The practice. This apparently simple process may run into any one of several glitches. One of these is thin manpower, as experienced by Nazir. "Even something as inconsequential as the server being down can cause delays," says Deepak Mendiratta, managing director, Health and Insurance Integrated, a corporate insurance solution provider which is a link among the hospital, TPA and the insurer.
Mendiratta adds, "More serious issues could be incorrect or incomplete information furnished by the hospital. Or notice about renewal of the policy may not have come to the TPA from the insurer."
The solution. You cannot control what happens at the TPA end, but being prompt and accurate can make matters easier for you. You need to know very well what your policy covers and what it doesn't - any limits on the room rent, doctor's fees and medicines, for instance.

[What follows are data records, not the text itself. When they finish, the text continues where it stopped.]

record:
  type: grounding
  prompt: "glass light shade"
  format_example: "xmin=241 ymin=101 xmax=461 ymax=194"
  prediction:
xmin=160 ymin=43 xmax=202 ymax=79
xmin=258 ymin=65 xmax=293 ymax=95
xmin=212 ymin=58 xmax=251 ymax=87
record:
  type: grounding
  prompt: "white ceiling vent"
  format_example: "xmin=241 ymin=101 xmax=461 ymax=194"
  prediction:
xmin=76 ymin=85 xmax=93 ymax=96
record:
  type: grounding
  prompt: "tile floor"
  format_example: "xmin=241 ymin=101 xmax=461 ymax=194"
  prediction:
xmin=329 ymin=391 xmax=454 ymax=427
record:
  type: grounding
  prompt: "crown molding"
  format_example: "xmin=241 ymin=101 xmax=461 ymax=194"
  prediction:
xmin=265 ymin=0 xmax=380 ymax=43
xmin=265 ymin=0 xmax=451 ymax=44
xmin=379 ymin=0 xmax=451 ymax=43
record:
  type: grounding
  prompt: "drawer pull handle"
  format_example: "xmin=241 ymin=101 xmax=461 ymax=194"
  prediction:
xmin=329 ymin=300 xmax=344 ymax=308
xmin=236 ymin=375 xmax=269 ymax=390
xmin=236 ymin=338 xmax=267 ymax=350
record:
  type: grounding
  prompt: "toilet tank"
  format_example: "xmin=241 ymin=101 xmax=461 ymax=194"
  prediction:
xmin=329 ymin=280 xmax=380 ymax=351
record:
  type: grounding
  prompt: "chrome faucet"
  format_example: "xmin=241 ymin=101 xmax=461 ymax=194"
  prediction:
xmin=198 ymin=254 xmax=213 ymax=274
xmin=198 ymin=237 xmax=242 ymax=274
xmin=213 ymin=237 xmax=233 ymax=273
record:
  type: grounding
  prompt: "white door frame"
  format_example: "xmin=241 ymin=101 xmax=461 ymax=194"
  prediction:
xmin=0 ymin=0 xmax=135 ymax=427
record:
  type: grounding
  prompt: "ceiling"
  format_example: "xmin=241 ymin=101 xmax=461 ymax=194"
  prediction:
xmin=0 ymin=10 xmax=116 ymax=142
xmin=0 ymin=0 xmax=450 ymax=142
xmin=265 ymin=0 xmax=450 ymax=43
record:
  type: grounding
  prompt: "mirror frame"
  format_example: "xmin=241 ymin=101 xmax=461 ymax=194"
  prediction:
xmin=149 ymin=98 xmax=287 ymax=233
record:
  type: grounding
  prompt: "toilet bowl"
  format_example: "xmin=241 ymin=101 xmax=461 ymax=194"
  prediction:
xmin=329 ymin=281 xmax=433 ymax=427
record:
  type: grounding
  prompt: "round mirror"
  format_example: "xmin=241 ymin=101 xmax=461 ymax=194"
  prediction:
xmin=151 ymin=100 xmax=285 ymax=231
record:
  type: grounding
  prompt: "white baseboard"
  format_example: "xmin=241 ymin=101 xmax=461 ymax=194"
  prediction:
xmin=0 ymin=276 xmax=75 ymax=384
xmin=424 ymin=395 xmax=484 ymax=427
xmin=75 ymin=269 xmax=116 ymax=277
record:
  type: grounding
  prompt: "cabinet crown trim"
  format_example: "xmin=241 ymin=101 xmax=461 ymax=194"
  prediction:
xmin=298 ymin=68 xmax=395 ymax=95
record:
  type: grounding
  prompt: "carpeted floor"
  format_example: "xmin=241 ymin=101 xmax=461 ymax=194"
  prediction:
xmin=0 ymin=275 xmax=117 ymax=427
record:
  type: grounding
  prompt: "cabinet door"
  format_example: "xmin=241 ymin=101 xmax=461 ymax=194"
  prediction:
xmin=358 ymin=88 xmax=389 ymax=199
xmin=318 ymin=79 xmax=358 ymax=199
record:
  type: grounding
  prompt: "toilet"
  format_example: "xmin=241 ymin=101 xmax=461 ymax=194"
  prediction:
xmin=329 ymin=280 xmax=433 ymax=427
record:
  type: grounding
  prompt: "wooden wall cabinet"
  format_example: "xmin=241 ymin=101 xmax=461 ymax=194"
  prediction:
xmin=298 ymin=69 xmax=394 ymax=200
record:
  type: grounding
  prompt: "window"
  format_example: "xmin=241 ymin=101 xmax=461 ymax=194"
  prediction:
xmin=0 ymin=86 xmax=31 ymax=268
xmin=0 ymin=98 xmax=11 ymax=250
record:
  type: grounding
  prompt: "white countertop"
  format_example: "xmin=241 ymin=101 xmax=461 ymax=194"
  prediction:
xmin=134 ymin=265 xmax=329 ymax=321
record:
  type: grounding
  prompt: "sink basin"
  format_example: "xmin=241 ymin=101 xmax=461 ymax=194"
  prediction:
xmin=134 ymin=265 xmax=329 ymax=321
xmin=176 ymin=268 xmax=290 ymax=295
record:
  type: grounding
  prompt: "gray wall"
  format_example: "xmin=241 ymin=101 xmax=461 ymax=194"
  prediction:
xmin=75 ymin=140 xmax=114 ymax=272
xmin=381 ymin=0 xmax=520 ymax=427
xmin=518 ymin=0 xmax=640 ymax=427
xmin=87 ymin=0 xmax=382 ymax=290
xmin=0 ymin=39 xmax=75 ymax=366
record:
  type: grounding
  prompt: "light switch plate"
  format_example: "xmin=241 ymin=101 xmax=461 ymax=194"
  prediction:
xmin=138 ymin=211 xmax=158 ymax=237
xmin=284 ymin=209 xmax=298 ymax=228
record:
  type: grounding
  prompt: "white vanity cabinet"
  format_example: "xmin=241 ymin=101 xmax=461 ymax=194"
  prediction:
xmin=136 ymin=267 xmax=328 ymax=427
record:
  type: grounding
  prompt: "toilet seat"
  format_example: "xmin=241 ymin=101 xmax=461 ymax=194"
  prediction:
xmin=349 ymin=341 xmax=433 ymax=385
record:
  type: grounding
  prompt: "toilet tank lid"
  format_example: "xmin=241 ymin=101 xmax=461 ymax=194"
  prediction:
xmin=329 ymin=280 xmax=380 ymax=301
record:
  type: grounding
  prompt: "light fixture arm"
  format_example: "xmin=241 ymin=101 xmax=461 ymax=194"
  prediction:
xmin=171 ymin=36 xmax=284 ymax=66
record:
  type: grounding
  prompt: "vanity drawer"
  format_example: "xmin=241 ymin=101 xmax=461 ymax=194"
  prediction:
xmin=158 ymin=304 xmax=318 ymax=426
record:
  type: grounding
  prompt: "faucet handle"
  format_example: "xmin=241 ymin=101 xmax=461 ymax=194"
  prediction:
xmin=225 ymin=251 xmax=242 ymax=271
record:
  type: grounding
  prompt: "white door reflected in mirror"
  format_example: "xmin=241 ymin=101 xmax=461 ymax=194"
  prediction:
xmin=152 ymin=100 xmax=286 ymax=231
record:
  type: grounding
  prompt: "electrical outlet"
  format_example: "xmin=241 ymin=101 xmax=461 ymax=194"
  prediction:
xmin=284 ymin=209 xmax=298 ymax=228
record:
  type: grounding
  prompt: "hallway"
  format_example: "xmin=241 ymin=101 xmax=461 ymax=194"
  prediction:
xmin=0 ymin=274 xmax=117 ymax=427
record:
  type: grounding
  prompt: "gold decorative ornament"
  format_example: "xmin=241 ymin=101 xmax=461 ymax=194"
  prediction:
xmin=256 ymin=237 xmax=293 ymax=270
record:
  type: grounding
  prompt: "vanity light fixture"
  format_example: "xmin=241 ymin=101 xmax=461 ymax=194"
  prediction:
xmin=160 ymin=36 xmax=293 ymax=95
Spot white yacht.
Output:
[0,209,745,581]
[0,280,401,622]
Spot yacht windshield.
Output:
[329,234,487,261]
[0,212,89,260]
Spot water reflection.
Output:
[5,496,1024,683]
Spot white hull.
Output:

Overshooting these limits might create problems while getting the authorisation approved. The most important thing is to initiate the claim well in advance. Says Chandra Shekhar, "Hospitalisation is elective in 97 per cent of the cases and can be planned well in advance. Initiate the process at least a week in advance."
The authorisation is valid for 15 days to a month, so it pays to start the process early. Store the TPA's number and keep your family in the loop about it as it helps to get directly in touch with the TPA in emergencies.
Says Shreeraj Deshpande, head, health insurance, Bajaj Allianz General Insurance, which has an in-house TPA function: "If there is an emergency, you need to get in touch with the call centre at the earliest. Once our call centre is alerted, we follow it up with the hospital for the pre-authorisation."
However, if there is a delay, you may have to check with the TPA yourself. Keep all the relevant documents like doctor's prescriptions, diagnosis reports and hospital bill ready.
The bottomline is: Don't lose what's due to you due to yourself.